Though such services are liable to service tax under the
mandap keeper services, vide notification No.14/2003-Service
Tax, 20th June, 2003 services provided
by the religious centers as mandap keeper in their precincts
have been exempted from service tax.
2.8 CREDIT
OF SERVICE TAX PAID ON TELEPHONES:
In regard
to credit of service tax on telephone connection, queries
have been raised as to whether service tax credit would
be admissible on telephone sets installed only in the
business premises. The answer is in the affirmative, and
credit will be allowed only on telephone sets installed
in the business premises. Mobile phones are not covered.
2.9 MISCELLANEOUS
ISSUES:
2.9.1 In
case of authorized service stations, maintenance or repair
services, commissioning and installation services and
photography services it has been provided in the law that
the cost of goods and material shall not form part of
the value to be subjected to service tax, if evidence
(like sale invoice/bill) shows that these goods were sold.
Such dispensation has, however, not been provided for
other services like commercial coaching and training centers,
telecom services. In this regard, a general exemption
under Notification No. 12/2003-service Tax, dated 20th
June, 2003 has been issued exempting that part of the
value of all taxable services from service tax, which
represents the cost of goods or material sold by the service
provider to the receiver of such services during the course
of provision of the taxable services. This exemption would
be available only in cases where the sale of such goods
is evidenced and the sale value is quantified and shown
separately in the invoice. It is also clarified that in
case of commercial training and coaching institutes, the
exclusion shall apply only to the sale value of standard
textbooks, which are priced. Any study material or written
text provided by such institute as a part of service which
does not satisfy the above criteria will be subjected
to service tax.
2.9.2 In
case of a non-resident service provider who does not have
any office in India, the service receiver in India is
liable to pay service tax. A doubt has been raised as
to how such receiver would avail the service tax credit.
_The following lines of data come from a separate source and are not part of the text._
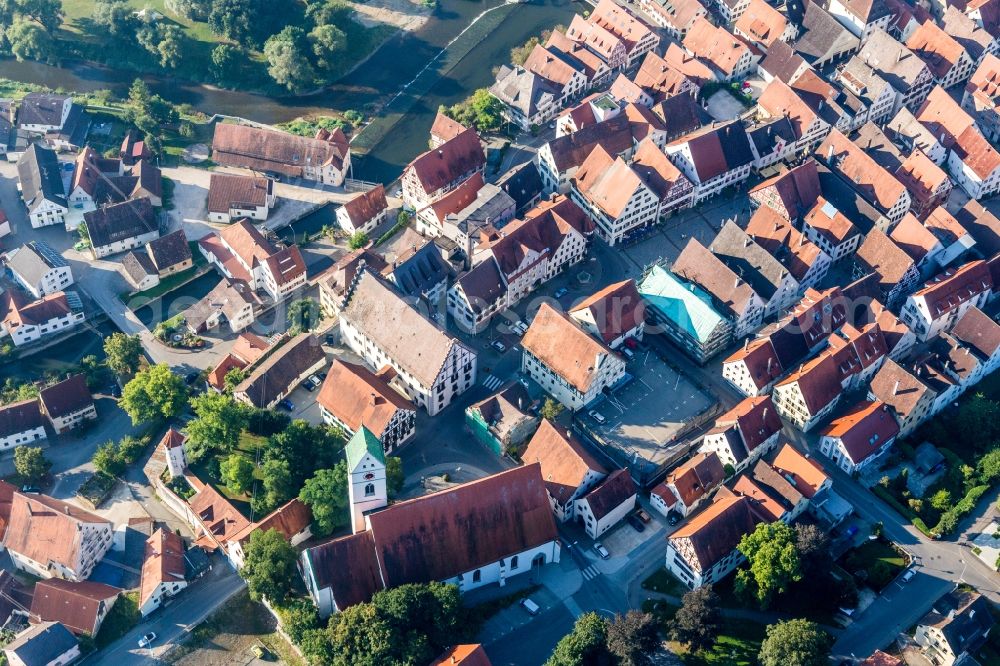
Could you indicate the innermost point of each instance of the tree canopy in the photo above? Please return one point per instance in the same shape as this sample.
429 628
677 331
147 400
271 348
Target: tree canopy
698 620
153 393
406 625
269 566
798 642
773 559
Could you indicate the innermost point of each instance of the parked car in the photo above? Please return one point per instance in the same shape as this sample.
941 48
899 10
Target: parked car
530 606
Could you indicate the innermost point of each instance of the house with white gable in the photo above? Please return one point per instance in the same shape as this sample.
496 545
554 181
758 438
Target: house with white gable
567 362
473 535
569 470
241 252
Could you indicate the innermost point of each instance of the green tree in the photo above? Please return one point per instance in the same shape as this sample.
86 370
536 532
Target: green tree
225 62
358 240
217 425
698 621
237 473
153 393
633 638
773 559
170 46
326 495
29 41
583 646
394 476
269 566
123 352
409 624
279 486
108 459
48 13
287 62
941 500
551 409
303 315
328 44
233 19
795 642
989 467
31 464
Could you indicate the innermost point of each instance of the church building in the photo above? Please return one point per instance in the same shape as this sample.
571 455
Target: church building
475 534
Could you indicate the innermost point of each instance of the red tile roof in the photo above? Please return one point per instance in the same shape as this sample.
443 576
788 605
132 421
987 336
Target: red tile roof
77 605
863 429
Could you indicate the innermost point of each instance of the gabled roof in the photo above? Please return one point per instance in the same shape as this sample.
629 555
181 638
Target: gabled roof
459 155
717 150
169 250
863 429
801 471
610 493
367 205
717 530
616 309
281 369
118 222
978 331
407 337
748 260
696 478
697 264
78 606
67 397
47 530
270 150
360 398
163 562
566 348
564 460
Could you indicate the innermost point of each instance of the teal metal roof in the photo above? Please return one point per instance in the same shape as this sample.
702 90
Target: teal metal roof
364 441
686 305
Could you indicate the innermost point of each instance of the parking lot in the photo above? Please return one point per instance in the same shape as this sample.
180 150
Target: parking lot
647 413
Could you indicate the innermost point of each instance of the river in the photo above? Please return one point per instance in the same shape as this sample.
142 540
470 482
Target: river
387 71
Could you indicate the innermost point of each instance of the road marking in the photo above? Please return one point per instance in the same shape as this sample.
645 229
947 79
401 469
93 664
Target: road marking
492 382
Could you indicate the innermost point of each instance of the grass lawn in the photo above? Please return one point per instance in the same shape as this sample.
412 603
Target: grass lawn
122 617
738 645
880 559
234 629
662 581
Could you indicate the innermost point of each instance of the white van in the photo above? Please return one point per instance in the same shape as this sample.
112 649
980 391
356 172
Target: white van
530 606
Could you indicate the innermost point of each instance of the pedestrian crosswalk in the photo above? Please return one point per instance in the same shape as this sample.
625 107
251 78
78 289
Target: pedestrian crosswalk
492 382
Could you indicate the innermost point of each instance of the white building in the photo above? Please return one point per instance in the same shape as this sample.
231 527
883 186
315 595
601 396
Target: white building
384 329
566 361
472 535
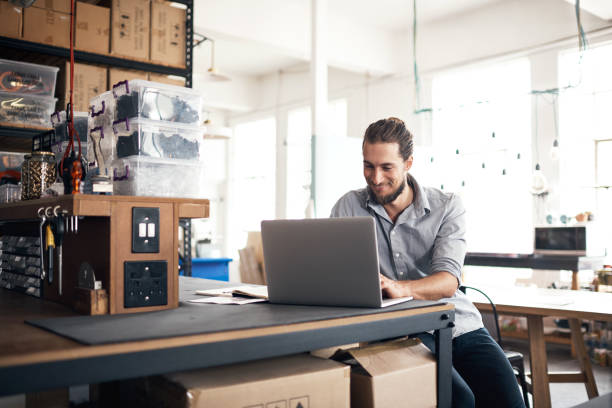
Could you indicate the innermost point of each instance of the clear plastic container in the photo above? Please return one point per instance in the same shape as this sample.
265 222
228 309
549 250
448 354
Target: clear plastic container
31 110
100 150
58 120
148 176
152 100
144 137
24 78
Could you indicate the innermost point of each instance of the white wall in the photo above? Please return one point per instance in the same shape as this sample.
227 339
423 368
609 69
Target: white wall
501 31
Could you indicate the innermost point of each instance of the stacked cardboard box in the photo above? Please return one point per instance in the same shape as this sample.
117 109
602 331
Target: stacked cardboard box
92 28
130 26
11 19
48 22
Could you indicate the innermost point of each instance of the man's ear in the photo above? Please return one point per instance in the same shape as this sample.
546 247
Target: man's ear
408 164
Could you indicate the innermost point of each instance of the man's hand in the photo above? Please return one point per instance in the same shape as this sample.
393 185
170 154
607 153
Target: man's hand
393 289
434 287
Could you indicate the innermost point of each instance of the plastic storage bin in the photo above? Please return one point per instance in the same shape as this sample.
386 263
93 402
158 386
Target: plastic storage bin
152 100
149 176
144 137
58 120
25 78
26 109
211 268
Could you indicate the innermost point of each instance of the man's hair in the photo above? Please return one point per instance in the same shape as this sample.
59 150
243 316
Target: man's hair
391 130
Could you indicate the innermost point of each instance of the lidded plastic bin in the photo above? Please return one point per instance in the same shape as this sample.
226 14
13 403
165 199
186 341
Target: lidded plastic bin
58 120
25 78
152 100
149 176
26 109
144 137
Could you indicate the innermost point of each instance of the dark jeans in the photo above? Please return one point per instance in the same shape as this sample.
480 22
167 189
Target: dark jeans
482 375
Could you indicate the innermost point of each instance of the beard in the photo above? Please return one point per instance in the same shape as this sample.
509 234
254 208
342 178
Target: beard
389 198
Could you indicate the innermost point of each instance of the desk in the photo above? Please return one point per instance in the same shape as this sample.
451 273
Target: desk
32 359
534 304
566 262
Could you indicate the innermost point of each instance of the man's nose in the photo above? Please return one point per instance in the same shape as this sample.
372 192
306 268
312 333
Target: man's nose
377 176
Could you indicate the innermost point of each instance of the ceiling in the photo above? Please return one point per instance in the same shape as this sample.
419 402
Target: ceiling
257 38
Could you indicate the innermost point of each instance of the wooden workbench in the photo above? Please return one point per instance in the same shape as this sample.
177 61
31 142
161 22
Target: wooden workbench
104 239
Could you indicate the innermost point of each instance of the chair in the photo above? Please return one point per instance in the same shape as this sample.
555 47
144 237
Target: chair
514 357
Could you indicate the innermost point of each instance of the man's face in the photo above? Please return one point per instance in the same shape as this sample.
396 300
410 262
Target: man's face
385 170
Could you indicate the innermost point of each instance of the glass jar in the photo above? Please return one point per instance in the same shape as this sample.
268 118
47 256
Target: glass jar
38 173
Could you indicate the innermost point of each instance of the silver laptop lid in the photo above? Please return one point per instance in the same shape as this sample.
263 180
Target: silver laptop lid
327 261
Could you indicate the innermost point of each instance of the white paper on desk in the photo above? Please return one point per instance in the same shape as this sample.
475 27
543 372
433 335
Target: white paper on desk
552 301
227 300
258 291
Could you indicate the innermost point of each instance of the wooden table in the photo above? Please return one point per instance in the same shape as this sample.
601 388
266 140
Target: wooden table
33 359
572 263
534 304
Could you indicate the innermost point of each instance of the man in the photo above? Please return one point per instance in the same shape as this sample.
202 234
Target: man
421 242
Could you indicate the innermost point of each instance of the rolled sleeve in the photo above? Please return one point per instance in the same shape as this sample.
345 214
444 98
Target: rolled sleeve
450 245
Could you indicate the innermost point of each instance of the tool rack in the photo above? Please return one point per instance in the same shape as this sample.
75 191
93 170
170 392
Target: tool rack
107 232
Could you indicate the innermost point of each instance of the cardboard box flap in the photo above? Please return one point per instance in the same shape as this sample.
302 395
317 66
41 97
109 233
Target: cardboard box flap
256 371
380 359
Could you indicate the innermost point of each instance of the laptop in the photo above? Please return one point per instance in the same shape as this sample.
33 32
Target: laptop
326 261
As per the existing law, in such cases service receiver
is required to take registration, to pay service tax and
to comply with other procedural formalities. As there
is no bar under service tax law on the service tax payer
to take the same amount back as credit, the service receiver
after having paid the service tax on behalf of the non-resident
service provider, can take credit of the same on the basis
of document/ bill/invoice under which he paid the service
tax.
2.9.3 Though
the new rate of service tax of 8% came into force from
14th May, 2003 on existing 51 services, and
would come into effect from 1st July, 2003
in case of new services and extensions of services, in
certain cases service providers have reportedly collected
service tax @ 8% on such services, even prior to these
specified dates. In such cases, unless the amount is refunded
back to service receiver, the service provider is required
to deposit amount equal to such duty collected in excess
of that is leviable, as per the provisions of the service
tax law.
3. The
contents of this circular may be given wide publicity
so that no difficulty is faced by the trade as well as
the departmental officers in their observance and implementation.
Apart from issuance of trade notice, wide publicity in
the form of press releases and advertisement may also
be given. Meetings/Seminars/ Consultations with the trade
may be conducted to clarify the new provisions and clarifications
relating thereto. Any difficulty faced by the trade in
observance, by the officers in implementation or other
issues pertaining to the new levies may be brought to
the notice of the undersigned. However, references for
clarifications pertaining to existing services may be
made to Member (Service Tax) or to CX-4 Section.